Health experts predicted that the H1N1 season would peak in January or February, but so far that hasn’t happened.
According to data from the Georgia Department of Community Health, the number of H1N1 cases across the state actually decreased during those months. Although the “epidemic” that many were bracing for never quite developed, affects of H1N1 were serious, officials say.
“This strain of flu did affect about 57 million people across the nation — that’s pretty significant,” said Dave Palmer, Public Health District 2 spokesman.
“What has been surprising about H1N1 is that it mostly affected individuals under 65 years of age. Typically, with the seasonal flu, the largest percentage of (patients) affected are over 65.”

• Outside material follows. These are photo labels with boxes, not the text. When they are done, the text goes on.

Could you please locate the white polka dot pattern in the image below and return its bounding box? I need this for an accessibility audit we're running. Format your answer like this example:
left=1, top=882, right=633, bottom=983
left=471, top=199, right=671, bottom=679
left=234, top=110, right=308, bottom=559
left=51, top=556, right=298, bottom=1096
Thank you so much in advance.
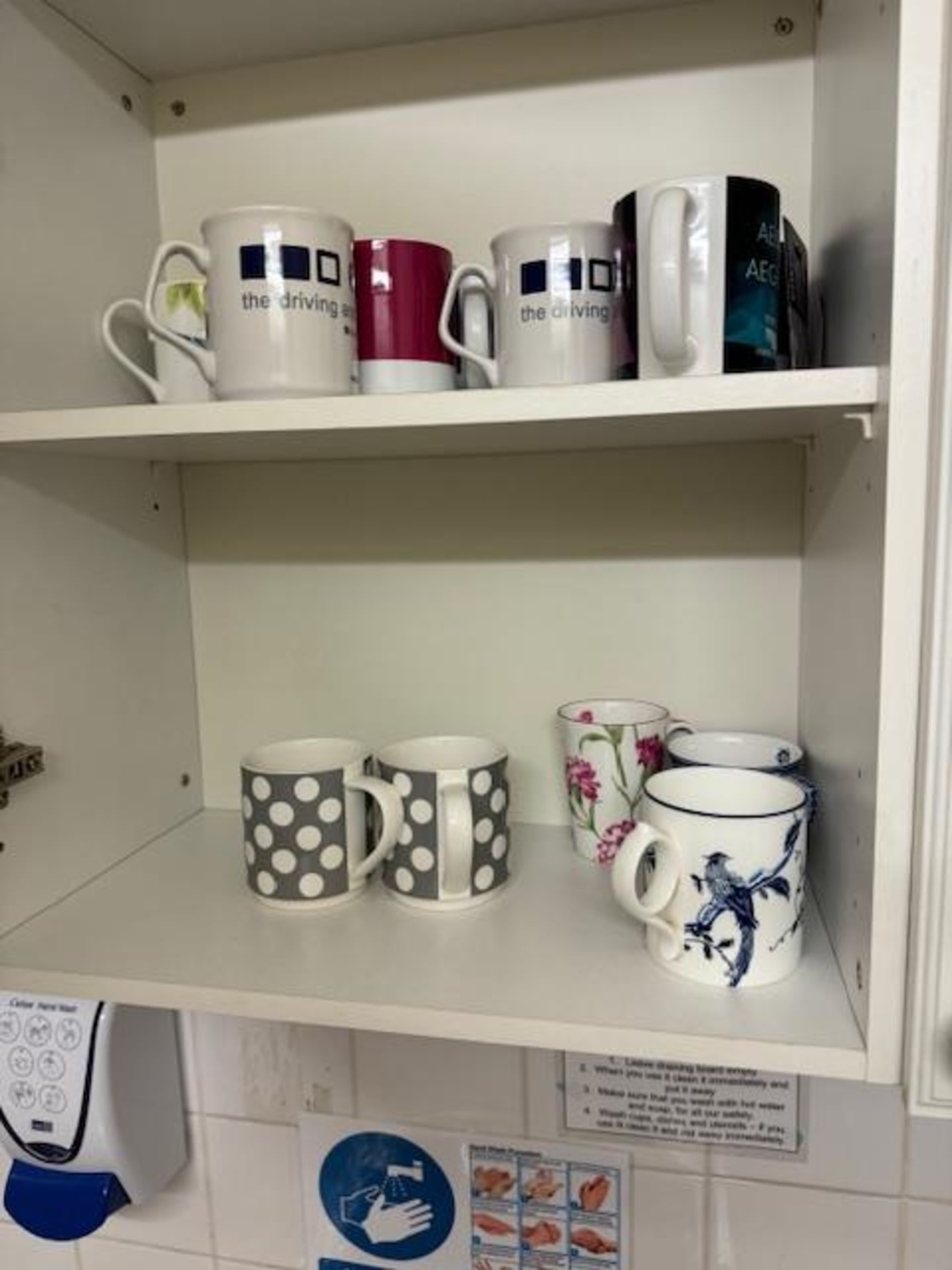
left=320, top=842, right=344, bottom=870
left=317, top=798, right=342, bottom=824
left=472, top=817, right=494, bottom=845
left=272, top=847, right=297, bottom=874
left=241, top=751, right=355, bottom=904
left=472, top=865, right=496, bottom=890
left=410, top=847, right=436, bottom=872
left=297, top=874, right=324, bottom=899
left=410, top=798, right=433, bottom=824
left=294, top=824, right=321, bottom=851
left=381, top=759, right=509, bottom=902
left=268, top=802, right=294, bottom=828
left=294, top=776, right=321, bottom=802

District 2 covers 13 counties — including Hall, Dawson, Forsyth and Banks.
Although local statistics are not available, public health officials said there have been about 860 hospitalizations and about 50 deaths associated with H1N1 in Georgia since April.
H1N1 cases peaked in Georgia in September when there were about 250 hospitalizations and 16 deaths. Those totals are higher than the rates during the predicted peak. So far this year, there have been about 150 hospitalizations and approximately 10 deaths connected with H1N1.
Although the worst is presumably over, health officials are still encouraging residents to get vaccinated.
“Although H1N1 flu cases are decreasing, it is still circulating and significantly affecting people younger than 25 years of age,” said Dr. M. Rony Francois, director of the state community health department division of public health.
“During this flu season, we have witnessed that the majority of those at high risk of complications from the 2009 H1N1 flu virus are individuals between the ages of 6 months to 24 years of age. If you are a parent of a child 6 months to 9 years of age, the Centers for Disease Control and Prevention recommends that your child receives two doses of the H1N1 vaccine to ensure immunity to the flu virus.”
For the next flu season, vaccinating against H1N1 could possibly be easier and won’t require multiple doses.
“When manufacturers begin looking toward creating (the next season’s) flu vaccine, they take the most prevalent strains of the flu that are circulating,” said Palmer.
“So more than likely, H1N1 will be included in the seasonal flu vaccine.”